Quanto aos intelectuais, em que pese a forte atração que o PT exerceu sobre eles no momento de sua fundação, incluídas grandes personalidades do mundo da ciência e da cultura, eles não encontraram em sua estrutura partidária um lugar próprio para exercer influência, rebaixados à situação de massa anônima de simpatizantes. Nessa posição marginal, eles se confortaram na crença dos poderes carismáticos da sua liderança, bafejada por sua origem operária, e hoje padecem de desencanto com a revelação dos muitos malfeitos com origem na máquina governamental.

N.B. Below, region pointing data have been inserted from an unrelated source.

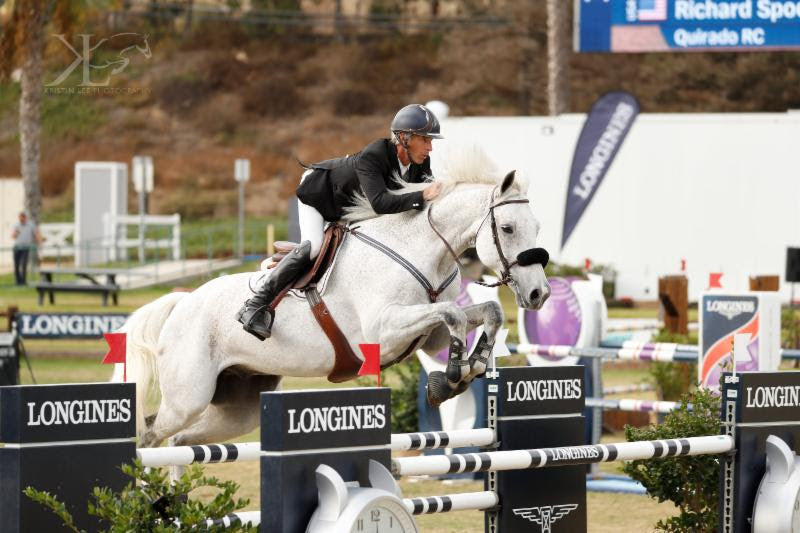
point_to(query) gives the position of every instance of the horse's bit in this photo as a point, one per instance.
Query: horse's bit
(533, 256)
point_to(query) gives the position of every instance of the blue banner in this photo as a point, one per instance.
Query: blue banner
(606, 126)
(681, 25)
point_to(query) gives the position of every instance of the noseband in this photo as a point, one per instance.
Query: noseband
(534, 256)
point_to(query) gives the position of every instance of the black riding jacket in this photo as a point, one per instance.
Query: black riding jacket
(373, 171)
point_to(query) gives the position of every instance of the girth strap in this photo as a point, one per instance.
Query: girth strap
(433, 294)
(346, 363)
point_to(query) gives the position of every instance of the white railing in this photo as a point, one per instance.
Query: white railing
(117, 240)
(56, 239)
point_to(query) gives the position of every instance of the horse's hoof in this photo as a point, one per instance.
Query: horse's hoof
(438, 389)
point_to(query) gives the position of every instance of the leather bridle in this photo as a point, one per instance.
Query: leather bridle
(505, 274)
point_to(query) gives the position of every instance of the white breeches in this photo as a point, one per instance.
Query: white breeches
(312, 225)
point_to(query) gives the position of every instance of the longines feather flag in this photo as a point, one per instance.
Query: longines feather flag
(607, 124)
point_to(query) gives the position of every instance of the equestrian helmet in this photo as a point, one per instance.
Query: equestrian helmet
(417, 120)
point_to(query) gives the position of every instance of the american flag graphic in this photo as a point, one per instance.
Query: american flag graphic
(652, 9)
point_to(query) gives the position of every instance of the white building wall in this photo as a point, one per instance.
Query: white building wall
(720, 190)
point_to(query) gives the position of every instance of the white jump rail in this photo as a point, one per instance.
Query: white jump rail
(251, 451)
(567, 455)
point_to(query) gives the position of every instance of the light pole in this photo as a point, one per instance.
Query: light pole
(241, 173)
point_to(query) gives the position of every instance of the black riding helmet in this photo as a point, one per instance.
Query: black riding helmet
(417, 120)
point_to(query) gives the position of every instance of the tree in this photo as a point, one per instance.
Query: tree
(557, 57)
(22, 46)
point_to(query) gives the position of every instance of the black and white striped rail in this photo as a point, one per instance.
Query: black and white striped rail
(452, 502)
(206, 453)
(457, 438)
(639, 352)
(628, 351)
(568, 455)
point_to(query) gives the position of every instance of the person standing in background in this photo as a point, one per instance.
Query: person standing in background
(26, 237)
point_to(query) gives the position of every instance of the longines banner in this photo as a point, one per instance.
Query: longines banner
(606, 127)
(68, 325)
(681, 25)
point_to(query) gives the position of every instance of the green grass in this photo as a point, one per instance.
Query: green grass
(25, 298)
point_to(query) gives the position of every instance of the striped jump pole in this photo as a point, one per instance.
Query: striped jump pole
(627, 404)
(664, 352)
(459, 438)
(251, 451)
(567, 455)
(250, 518)
(627, 351)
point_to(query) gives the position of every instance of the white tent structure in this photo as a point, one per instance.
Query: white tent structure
(721, 191)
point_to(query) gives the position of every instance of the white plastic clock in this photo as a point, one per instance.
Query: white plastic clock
(777, 505)
(346, 507)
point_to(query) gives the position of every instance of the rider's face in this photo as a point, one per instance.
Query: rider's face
(419, 147)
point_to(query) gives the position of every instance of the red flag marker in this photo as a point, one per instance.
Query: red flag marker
(116, 352)
(372, 360)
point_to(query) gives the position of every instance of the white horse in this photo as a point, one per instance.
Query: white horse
(211, 372)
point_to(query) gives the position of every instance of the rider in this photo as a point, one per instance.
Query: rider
(328, 187)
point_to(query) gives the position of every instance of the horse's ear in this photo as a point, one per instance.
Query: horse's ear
(507, 181)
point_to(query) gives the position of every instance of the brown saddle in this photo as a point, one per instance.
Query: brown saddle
(346, 364)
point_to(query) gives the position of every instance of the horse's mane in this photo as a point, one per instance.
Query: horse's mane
(462, 165)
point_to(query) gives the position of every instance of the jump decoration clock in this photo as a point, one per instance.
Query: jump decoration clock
(777, 504)
(346, 507)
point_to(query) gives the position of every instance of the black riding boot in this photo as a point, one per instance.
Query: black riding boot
(255, 315)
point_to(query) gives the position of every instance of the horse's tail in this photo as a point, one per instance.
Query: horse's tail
(142, 330)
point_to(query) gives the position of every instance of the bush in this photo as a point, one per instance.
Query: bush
(691, 483)
(155, 504)
(405, 416)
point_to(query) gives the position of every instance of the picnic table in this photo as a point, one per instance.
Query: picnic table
(100, 280)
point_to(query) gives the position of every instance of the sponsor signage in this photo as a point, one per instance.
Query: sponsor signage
(68, 325)
(686, 25)
(725, 315)
(553, 390)
(325, 419)
(766, 396)
(49, 413)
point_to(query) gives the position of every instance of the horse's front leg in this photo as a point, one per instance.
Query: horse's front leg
(401, 324)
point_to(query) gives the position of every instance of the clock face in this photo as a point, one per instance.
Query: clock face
(384, 516)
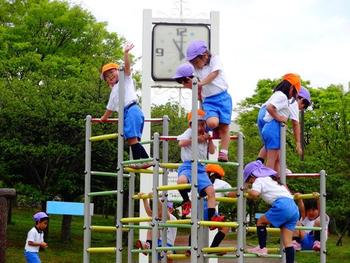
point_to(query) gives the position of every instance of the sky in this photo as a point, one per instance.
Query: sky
(259, 39)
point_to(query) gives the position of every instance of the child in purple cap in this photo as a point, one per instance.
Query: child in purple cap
(283, 212)
(217, 102)
(35, 238)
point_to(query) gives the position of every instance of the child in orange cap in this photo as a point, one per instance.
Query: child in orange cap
(133, 116)
(275, 111)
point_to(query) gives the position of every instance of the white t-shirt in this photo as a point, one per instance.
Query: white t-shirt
(130, 94)
(186, 152)
(281, 103)
(269, 189)
(219, 84)
(34, 236)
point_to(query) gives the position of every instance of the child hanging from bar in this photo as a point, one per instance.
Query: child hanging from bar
(283, 212)
(205, 187)
(133, 116)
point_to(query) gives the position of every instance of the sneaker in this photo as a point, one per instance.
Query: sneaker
(223, 157)
(261, 252)
(186, 208)
(216, 218)
(296, 245)
(316, 246)
(142, 245)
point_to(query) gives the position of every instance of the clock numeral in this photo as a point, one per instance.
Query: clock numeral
(159, 52)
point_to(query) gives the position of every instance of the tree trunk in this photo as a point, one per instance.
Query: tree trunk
(66, 234)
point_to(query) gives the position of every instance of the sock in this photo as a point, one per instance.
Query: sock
(211, 213)
(138, 152)
(184, 194)
(262, 235)
(260, 159)
(289, 254)
(217, 239)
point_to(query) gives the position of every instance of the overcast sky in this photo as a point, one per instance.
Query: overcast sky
(258, 38)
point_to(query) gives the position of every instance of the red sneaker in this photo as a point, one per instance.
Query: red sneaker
(216, 218)
(186, 208)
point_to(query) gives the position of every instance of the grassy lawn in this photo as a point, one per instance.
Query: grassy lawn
(59, 252)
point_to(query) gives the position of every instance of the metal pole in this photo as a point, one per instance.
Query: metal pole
(121, 94)
(240, 204)
(194, 182)
(155, 208)
(87, 216)
(323, 194)
(165, 158)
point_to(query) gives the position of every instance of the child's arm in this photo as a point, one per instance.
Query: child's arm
(106, 115)
(127, 69)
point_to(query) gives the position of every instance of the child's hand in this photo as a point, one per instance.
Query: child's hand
(128, 47)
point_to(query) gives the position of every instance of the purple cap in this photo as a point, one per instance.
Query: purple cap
(195, 49)
(304, 93)
(257, 169)
(184, 70)
(40, 215)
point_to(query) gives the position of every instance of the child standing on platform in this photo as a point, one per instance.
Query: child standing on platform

O PSDB, por sua vez, partido formado por intelectuais, não somente os deixou à deriva, como igualmente se manteve ao largo dos movimentos sociais e do sindicalismo, confiante nos louros conquistados com os êxitos do Plano Real. Assim, se o PT se recusava a vestir a carapuça da social-democracia, que lhe cabia tão bem, o PSDB assumiu-a apenas no plano do discurso, com seu núcleo duro constituído por elites de formação e trajetória tecnocráticas. Nem um nem o outro enfrentaram o desafio da "ida ao povo". Na versão petista, o sindicalismo tem-lhe feito as vezes e, na do PSDB, a massa de consumidores. Nas favelas e nos bairros populares, em termos de organização partidária - não de voto, frise-se -, em meio a um oceano de evangélicos, não se nota a presença deles.

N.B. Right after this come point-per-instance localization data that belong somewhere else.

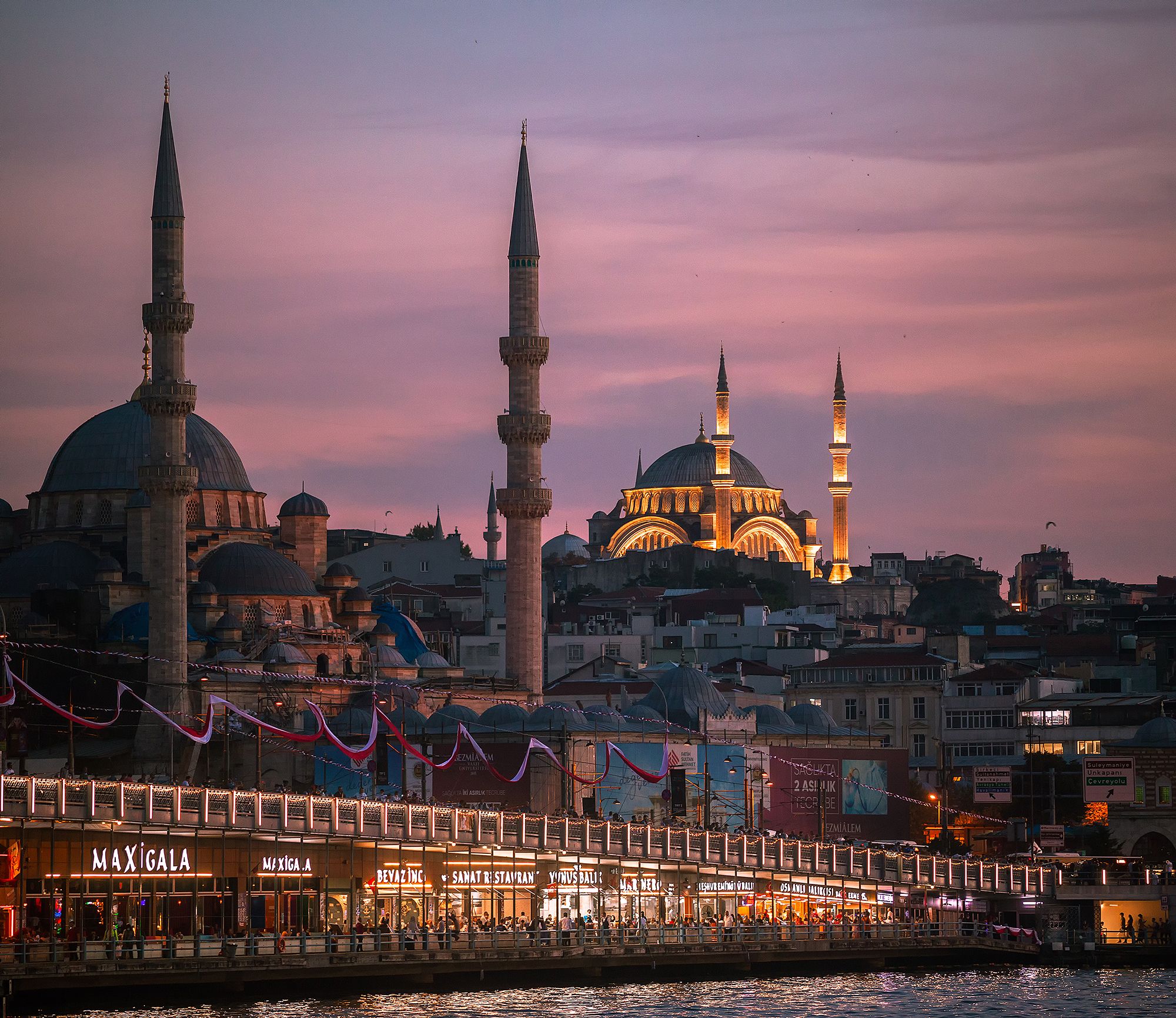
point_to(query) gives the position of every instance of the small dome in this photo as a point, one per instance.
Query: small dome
(565, 545)
(390, 657)
(812, 717)
(242, 568)
(694, 466)
(431, 660)
(553, 717)
(505, 715)
(303, 505)
(446, 719)
(55, 566)
(286, 654)
(1157, 733)
(409, 721)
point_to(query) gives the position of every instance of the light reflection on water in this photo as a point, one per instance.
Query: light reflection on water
(1098, 994)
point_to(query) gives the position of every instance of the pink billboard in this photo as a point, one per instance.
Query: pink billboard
(857, 789)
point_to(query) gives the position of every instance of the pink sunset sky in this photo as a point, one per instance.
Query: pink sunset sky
(974, 201)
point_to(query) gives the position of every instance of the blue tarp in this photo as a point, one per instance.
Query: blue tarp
(410, 640)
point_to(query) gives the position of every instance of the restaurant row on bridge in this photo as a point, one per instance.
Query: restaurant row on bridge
(88, 857)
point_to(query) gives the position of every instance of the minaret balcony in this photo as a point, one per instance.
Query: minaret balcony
(169, 479)
(169, 316)
(169, 399)
(525, 503)
(533, 429)
(530, 351)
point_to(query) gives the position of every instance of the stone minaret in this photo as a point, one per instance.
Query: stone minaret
(723, 441)
(492, 535)
(524, 429)
(168, 476)
(840, 486)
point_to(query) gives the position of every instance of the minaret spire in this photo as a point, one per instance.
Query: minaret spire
(492, 535)
(723, 441)
(525, 428)
(168, 478)
(840, 486)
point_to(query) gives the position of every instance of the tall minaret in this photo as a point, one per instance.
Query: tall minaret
(168, 478)
(840, 486)
(524, 429)
(492, 535)
(723, 441)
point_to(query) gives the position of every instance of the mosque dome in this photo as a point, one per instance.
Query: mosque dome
(694, 466)
(304, 505)
(431, 659)
(243, 568)
(505, 715)
(54, 565)
(1160, 732)
(565, 545)
(106, 452)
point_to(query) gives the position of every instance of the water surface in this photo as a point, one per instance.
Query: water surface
(1005, 993)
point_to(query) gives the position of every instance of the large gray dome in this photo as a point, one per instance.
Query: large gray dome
(108, 450)
(242, 568)
(693, 466)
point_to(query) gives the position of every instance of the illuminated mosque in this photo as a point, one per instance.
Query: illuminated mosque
(707, 495)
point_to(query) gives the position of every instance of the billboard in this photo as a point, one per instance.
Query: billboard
(470, 781)
(857, 789)
(992, 785)
(1108, 780)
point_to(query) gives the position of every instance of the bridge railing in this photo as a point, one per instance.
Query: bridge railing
(206, 808)
(25, 957)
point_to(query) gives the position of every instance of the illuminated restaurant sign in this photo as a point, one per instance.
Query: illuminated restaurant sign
(726, 887)
(284, 865)
(820, 892)
(640, 886)
(577, 879)
(405, 876)
(137, 860)
(492, 879)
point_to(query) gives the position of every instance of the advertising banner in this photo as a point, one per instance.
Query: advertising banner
(1052, 836)
(854, 789)
(992, 785)
(1108, 780)
(470, 781)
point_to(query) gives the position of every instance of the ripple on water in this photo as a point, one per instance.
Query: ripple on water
(1087, 994)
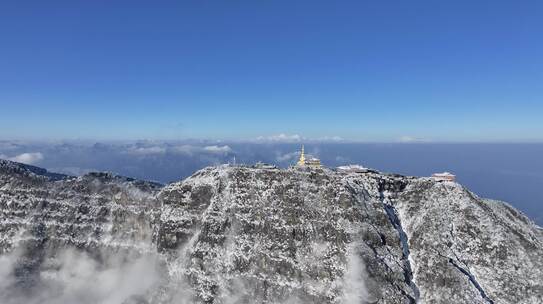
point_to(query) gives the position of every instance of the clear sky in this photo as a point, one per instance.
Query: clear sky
(361, 70)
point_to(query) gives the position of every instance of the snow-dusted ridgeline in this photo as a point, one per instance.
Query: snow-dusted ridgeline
(255, 235)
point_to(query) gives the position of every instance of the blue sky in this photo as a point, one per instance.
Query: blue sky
(361, 70)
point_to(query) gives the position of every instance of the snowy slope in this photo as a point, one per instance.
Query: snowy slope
(255, 235)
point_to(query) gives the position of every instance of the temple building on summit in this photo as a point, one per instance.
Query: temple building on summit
(309, 161)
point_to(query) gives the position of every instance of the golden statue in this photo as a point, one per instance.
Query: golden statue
(301, 161)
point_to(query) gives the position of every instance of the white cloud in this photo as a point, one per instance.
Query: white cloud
(190, 149)
(410, 139)
(217, 149)
(25, 158)
(331, 138)
(146, 150)
(281, 138)
(287, 157)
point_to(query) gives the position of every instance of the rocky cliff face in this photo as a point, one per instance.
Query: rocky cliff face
(254, 235)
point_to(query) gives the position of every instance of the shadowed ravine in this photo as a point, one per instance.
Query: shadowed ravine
(233, 234)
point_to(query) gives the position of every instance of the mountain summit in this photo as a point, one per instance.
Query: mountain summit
(234, 234)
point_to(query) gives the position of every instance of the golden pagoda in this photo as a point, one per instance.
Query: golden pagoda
(301, 161)
(309, 162)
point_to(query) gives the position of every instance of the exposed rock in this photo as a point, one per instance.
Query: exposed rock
(266, 235)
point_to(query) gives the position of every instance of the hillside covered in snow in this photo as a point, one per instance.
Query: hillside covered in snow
(233, 234)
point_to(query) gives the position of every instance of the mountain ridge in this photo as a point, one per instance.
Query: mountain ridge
(232, 234)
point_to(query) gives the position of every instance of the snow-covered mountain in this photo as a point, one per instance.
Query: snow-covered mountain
(232, 234)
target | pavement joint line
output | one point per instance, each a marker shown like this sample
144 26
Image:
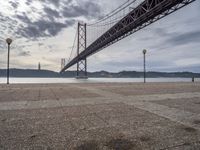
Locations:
141 102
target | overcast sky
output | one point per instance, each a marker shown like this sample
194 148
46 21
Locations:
43 31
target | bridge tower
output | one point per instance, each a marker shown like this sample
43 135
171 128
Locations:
81 46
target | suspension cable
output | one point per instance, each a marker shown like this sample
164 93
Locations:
114 12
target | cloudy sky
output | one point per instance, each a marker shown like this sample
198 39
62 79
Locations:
43 31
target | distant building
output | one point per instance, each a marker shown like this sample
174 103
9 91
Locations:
39 66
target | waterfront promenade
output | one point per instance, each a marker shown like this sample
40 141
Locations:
107 116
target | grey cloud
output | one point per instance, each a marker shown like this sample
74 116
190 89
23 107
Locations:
54 2
14 4
86 9
23 18
42 28
185 38
51 13
29 2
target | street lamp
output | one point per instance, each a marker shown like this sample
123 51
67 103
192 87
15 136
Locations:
8 41
144 52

Nessas condições, a ativação do "grande número", a que se assiste desde junho do ano passado e, ao que parece, não vai recuar nem mesmo diante da Copa do Mundo, tem encontrado à sua frente um terreno político desertificado. Nada a surpreender quanto à sua descrença na política e à selvageria de muitas de suas manifestações, fato que o governo do PT reconhece agora, de modo tardio, atabalhoado e, como sempre, vertical, com a criação por decreto dos conselhos populares de participação na administração pública.

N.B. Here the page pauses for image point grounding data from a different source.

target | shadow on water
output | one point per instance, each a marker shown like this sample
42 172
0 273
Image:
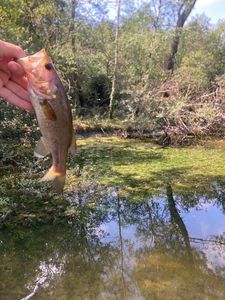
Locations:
167 246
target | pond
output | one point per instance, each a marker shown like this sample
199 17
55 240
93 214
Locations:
161 237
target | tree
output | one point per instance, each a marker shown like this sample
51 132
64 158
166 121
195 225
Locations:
184 9
116 55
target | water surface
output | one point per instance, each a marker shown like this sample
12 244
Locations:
167 246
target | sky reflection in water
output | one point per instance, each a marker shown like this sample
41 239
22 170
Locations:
166 246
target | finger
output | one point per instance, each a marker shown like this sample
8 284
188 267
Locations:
15 68
10 50
14 99
4 66
4 77
22 81
18 90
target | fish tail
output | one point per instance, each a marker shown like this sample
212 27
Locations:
57 179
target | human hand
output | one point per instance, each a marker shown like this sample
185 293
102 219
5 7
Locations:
13 83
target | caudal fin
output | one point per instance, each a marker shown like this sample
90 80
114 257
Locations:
57 179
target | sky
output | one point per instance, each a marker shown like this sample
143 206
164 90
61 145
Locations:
214 9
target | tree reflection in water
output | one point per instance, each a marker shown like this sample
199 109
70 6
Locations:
118 248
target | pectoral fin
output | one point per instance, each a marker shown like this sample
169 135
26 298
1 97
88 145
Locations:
40 150
48 110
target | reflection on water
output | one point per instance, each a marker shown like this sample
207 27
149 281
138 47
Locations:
171 246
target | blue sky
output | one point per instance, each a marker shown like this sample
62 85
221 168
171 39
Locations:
214 9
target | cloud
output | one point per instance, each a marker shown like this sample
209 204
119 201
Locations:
204 3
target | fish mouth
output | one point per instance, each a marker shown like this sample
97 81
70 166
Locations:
39 80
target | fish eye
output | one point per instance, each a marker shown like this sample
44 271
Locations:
48 66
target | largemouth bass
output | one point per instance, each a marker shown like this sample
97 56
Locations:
53 113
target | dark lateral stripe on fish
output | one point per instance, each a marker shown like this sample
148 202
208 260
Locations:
48 110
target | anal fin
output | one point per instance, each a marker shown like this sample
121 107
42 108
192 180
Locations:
73 147
40 149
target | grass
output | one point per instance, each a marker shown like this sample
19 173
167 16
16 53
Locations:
141 166
138 168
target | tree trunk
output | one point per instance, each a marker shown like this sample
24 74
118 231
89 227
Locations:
114 79
183 13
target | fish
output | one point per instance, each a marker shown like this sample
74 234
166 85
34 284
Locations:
53 113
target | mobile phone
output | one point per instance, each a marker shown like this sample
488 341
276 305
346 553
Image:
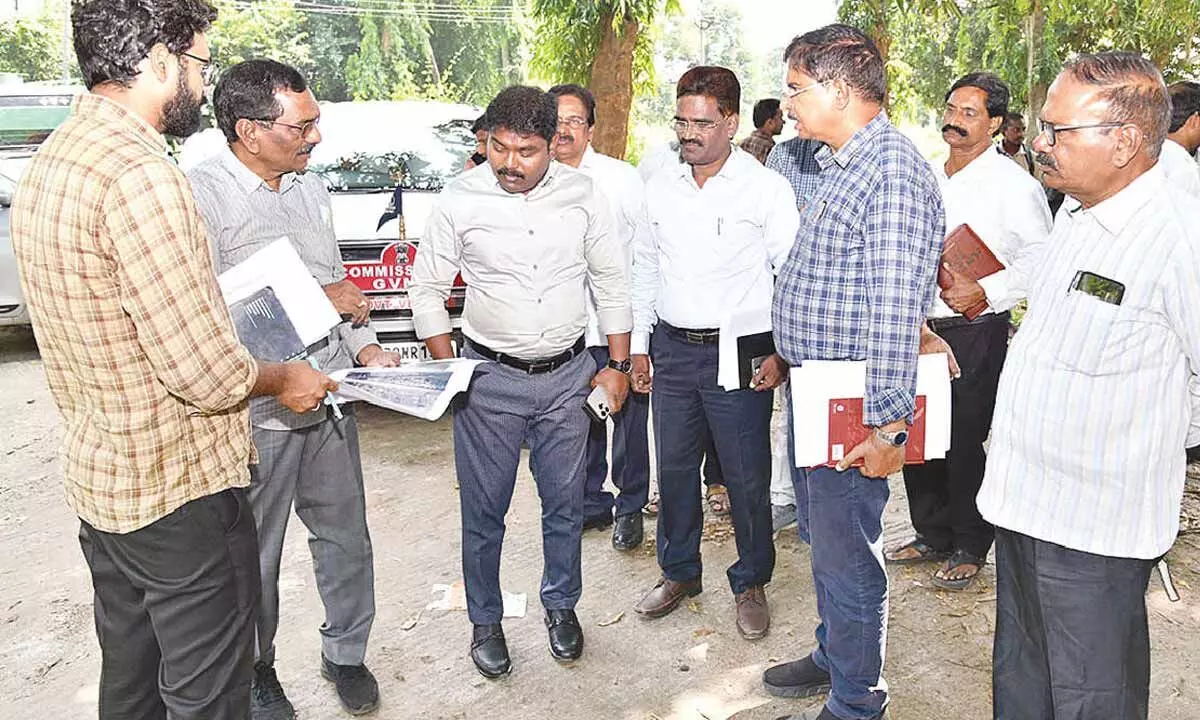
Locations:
597 406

Seja lá o que o destino reserva a essa iniciativa discricionária, que não nos chega em momento propício, já está na hora de fazer ouvidos moucos aos ideólogos do economicismo, confessos ou encapuzados, que confundem o consumidor com o cidadão e a política com o cálculo eleitoral.
* Luiz Werneck Vianna é professor-pesquisador da PUC-Rio.